In 2007, Varas-Lorenzo et al. performed a cohort study with nested case-control analysis to estimate the risk of acute myocardial infarction (AMI) associated with the use of oral corticosteroids by dose and duration. The study included 4795 hospitalized cases of AMI or CAD deaths and randomly sampled 20,000 controls and frequency matched by sex, age, and calendar year.

The adjusted OR for AMI in current users of oral corticosteroids compared to nonusers was 1.42 (95% CI: 1.17–1.72). The risk during the first 30 days of use (OR = 2.24; 95% CI: 1.56–3.20) was greater than with longer duration (OR = 1.22; 95% CI 0.98–1.52). The risk was more pronounced (OR = 2.15; 95% CI 1.45–3.14) among users of prednisolone equivalent doses >10 mg/day. The study concluded that there is a small increased risk of AMI with oral corticosteroid use with a greater risk observed among users of high corticosteroid dose [13].

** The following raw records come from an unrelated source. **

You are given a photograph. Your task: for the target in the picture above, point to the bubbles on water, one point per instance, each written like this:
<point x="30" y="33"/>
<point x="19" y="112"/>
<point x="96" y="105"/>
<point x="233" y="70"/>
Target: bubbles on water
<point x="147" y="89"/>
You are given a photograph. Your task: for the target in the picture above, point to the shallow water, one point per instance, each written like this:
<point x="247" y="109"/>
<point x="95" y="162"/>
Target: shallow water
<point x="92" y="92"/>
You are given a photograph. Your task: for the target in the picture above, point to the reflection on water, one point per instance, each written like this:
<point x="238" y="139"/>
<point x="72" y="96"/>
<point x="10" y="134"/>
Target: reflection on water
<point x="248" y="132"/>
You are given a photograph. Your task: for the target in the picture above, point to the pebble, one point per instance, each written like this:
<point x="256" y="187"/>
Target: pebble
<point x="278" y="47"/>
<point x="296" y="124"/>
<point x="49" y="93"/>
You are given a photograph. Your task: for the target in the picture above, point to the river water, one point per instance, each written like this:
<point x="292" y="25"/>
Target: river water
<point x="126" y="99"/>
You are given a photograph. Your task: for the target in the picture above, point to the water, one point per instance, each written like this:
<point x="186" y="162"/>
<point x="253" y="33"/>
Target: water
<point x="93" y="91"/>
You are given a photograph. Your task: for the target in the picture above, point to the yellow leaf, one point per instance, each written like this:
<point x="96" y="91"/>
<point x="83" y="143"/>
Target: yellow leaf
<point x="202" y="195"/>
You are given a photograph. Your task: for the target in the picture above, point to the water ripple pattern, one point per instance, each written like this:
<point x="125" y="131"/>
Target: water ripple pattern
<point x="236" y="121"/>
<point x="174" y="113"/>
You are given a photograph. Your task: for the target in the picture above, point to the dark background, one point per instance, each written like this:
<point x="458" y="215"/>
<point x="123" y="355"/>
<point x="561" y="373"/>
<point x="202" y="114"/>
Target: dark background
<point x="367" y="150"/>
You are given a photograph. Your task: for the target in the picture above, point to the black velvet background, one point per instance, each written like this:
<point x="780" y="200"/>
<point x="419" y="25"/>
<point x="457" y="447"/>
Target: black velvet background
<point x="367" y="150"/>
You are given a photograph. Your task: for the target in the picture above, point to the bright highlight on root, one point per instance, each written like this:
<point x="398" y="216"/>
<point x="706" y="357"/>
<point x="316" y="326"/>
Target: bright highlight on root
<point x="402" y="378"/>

In 2013, Coloma et al. identified 163 drugs reported to cause acute MI in various case reports, out of which 39 had a more probable association with MI including betamethasone, prednisolone, and dexamethasone (RR (95% confidence interval) 3.2 (2.9, 3.5), OR 1.9 (1.7, 2.2), and IRR 5.4 (4.1, 7.2)). Of note, 285 excess cases representing patients on dexamethasone who had an AMI however with other more plausible causes were identified [3]. All the previous mechanisms might explain a possible “spasm-thrombosis” sequence that occurred in our patient in the setting of her long standing other risk factors including diabetes mellitus, hypertension, and hyperlipidemia as mentioned. Interestingly, two prior cases reported angiographically normal coronaries in androgen using athletes who ended up having a coronary occlusion [14]. We are including a comparison between six prior cases of AMI associated with steroid use shedding the light on their different clinical scenarios and other preexisting risk factors for coronary artery disease (Table 1).

4. Conclusion

Different forms of steroids have been linked to CAD either through promoting its traditional risk factors or by other unidentified mechanisms. In most reported cases of steroid-associated AMI, the temporal relation was the main factor suggesting causality. We believe that, with the wide use of corticosteroids for a variety of indications, physicians should be aware of this possible association. Cautious use should be considered particularly in patients with other risk factors for CAD until there is a larger and more convincing pool of evidence.

Competing Interests

The authors have no conflict of interests to disclose.